Linear Regression: A Complete Guide with Examples
What Is Linear Regression (in ML terms)?
Linear regression is a supervised machine learning algorithm that tries to model the relationship between input variables (features) and an output variable (label) by fitting a straight line to the data.
General Form Equation (Simple Linear Regression)
For one input feature x, the model is:
\[y = wx + b\]Let’s say you want to predict someone’s weight based on their height:
- Feature: height (in cm)
- Label: weight (in kg)
Where:
- $y$: is the label (target/output variable) — in your example, weight
- $x$: is the feature (input variable) — in your example, height
- $w$: is the weight (slope) — how much $y$ changes when $x$ increases
- $b$: is the bias (intercept) — the value of $y$ when $x = 0$
Find the best values of $w$ and $b$ such that the predicted values $\hat{y}$ are as close as possible to the actual values $y$.
Linear regression form: weight = $w \cdot \text{height} + b$
Machine Learning Notation:
\[f_{w,b}(x) = wx + b\]In machine learning, we use $f_{w,b}(x)$ because:
- Function notation: Emphasizes that this is a function that takes x as input
- Parameter subscripts: The subscripts {w,b} show which parameters the function depends on
- Prediction emphasis: Makes it clear this is a prediction/estimate, not the true y value
This matches: $y = wx + b$
So, when doing machine learning:
- $x$ can represent any input (feature), like height, age, number of hours studied, etc.

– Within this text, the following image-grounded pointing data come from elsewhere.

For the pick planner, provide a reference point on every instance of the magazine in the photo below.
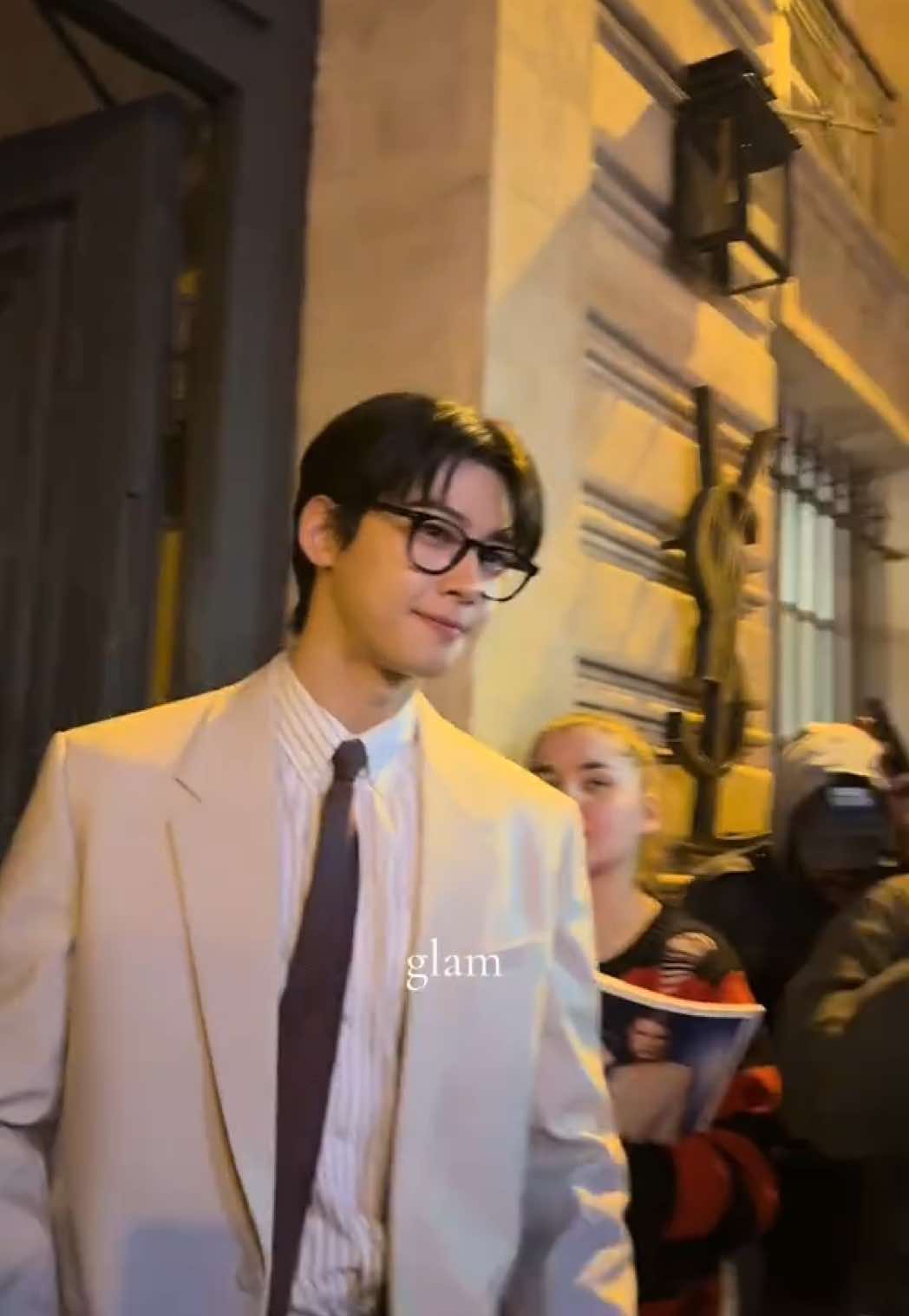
(668, 1061)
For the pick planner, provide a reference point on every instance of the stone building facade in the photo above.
(489, 218)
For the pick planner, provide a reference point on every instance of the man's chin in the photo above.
(423, 666)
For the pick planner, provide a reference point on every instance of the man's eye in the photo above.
(497, 557)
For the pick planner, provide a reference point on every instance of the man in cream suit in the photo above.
(154, 912)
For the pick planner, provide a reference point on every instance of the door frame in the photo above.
(254, 63)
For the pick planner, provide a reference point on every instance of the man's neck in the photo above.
(348, 687)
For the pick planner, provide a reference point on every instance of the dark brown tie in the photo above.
(310, 1019)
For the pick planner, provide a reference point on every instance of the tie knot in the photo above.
(350, 759)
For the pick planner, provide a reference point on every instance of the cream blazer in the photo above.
(139, 986)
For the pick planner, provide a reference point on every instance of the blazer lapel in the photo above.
(224, 825)
(461, 857)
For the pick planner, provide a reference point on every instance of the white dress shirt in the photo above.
(342, 1261)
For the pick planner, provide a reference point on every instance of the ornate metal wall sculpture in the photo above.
(721, 523)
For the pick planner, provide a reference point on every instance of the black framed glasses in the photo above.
(435, 545)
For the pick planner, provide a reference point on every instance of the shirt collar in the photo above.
(310, 734)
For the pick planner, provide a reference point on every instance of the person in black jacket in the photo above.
(845, 1051)
(832, 838)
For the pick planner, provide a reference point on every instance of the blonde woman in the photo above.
(697, 1201)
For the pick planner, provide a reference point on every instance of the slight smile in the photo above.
(451, 629)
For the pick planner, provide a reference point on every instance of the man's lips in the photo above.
(446, 624)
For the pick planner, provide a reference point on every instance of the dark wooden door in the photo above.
(253, 62)
(88, 258)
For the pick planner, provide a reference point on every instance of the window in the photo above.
(814, 606)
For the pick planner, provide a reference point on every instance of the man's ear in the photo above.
(651, 813)
(317, 532)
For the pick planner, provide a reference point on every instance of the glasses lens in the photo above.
(434, 545)
(506, 584)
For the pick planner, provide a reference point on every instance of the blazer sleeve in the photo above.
(37, 917)
(842, 1039)
(574, 1255)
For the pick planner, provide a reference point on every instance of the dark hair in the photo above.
(396, 445)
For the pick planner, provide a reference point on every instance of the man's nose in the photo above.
(465, 578)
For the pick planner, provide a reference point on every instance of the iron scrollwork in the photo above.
(718, 526)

- $y$ is the prediction the model makes.
- $w$ and $b$ are what the model learns from training data.
Step 1: Sample Data
| Person | Height (cm) | Weight (kg) |
|---|---|---|
| A | 160 | 50 |
| B | 165 | 55 |
| C | 170 | 60 |
| D | 175 | 65 |
| E | 180 | 70 |
Here:
- height is the feature (input).
- weight is the label (output).
Step 2: Goal
Find the best-fit line:
\[\text{weight} = w \cdot \text{height} + b\]Step 3: Use the Formulas
To calculate $w$ and $b$, we use the least squares method:
\[w = \frac{n\sum(x_i \cdot y_i) - \sum x_i \sum y_i}{n\sum x_i^2 - (\sum x_i)^2}\] \[b = \frac{\sum y_i - w \sum x_i}{n}\]Where:
- $x_i$ = height of the i-th person
- $y_i$ = weight of the i-th person
- $n$ = number of data points
- $\Sigma$ = summation (e.g., $\Sigma x_i = x_1 + x_2 + … + x_n$)

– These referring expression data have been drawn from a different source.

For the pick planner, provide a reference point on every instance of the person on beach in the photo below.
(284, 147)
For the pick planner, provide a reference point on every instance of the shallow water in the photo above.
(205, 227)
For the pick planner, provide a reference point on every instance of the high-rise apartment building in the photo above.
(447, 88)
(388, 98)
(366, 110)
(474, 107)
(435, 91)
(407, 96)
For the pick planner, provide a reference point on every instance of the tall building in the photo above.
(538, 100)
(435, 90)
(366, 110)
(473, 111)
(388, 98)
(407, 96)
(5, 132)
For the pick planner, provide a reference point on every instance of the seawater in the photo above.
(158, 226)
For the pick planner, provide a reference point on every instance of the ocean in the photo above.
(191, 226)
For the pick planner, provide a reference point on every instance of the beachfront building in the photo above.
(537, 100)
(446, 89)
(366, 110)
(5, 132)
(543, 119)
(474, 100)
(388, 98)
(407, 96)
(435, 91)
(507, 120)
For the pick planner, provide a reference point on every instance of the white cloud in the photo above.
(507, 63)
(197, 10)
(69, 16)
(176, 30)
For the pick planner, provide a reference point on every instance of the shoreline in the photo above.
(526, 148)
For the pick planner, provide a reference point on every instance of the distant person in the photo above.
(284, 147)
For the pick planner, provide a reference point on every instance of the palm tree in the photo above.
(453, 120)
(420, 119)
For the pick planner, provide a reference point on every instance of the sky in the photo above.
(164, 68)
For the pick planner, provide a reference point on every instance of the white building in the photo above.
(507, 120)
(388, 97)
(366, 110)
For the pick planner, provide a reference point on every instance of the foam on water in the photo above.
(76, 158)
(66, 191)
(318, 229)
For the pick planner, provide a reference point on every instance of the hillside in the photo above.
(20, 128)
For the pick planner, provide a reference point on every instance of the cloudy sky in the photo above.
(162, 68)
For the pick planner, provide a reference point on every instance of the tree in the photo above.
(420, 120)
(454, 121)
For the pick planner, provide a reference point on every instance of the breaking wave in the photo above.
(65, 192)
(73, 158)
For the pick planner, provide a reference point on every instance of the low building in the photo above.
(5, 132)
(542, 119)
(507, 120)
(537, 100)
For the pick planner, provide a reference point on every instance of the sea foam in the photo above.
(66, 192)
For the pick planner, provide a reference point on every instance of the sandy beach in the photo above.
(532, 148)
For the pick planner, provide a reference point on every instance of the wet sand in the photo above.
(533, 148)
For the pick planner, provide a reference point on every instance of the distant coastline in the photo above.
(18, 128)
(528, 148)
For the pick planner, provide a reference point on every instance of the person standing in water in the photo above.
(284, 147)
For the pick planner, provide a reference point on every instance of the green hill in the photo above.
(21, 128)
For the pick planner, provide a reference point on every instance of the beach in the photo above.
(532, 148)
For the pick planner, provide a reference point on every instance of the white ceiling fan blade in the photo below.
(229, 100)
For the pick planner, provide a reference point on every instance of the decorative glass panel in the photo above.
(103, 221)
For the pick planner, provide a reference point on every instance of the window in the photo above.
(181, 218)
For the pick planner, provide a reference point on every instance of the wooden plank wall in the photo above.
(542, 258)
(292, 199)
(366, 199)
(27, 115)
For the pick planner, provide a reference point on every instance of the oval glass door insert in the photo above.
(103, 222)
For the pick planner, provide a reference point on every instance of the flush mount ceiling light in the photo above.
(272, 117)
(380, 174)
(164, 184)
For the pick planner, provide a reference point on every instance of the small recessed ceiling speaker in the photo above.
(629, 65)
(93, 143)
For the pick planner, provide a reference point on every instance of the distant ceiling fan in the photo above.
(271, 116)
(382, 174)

Step 4: Plug in the Values Let’s calculate the required sums:
| Height \((x)\) | Weight \((y)\) | \(x \cdot y\) | \(x^2\) | |
|---|---|---|---|---|
| 160 | 50 | 8000 | 25600 | |
| 165 | 55 | 9075 | 27225 | |
| 170 | 60 | 10200 | 28900 | |
| 175 | 65 | 11375 | 30625 | |
| 180 | 70 | 12600 | 32400 | |
| \(\Sigma\) | 850 | 300 | 51250 | 144750 |
- \(n = 5\)
- \(\sum x_i = 850\)
- \(\sum y_i = 300\)
- \(\sum x_i y_i = 51250\)
- \(\sum x_i^2 = 144750\)
Calculate slope \(w\):
\(w = \frac{5 \cdot 51250 - 850 \cdot 300}{5 \cdot 144750 - 850^2} = \frac{256250 - 255000}{723750 - 722500} = \frac{1250}{1250} = 1\)
Calculate intercept \(b\):
\(b = \frac{300 - 1 \cdot 850}{5} = \frac{-550}{5} = -110\)
Final Linear Equation
\(\boxed{\text{weight} = 1 \cdot \text{height} - 110}\)
This means: for a given height (in cm), you can estimate the weight (in kg) with this formula.
Example Use
If someone’s height is 172 cm:
\(\text{weight} = 1 \cdot 172 - 110 = 62 \text{ kg}\)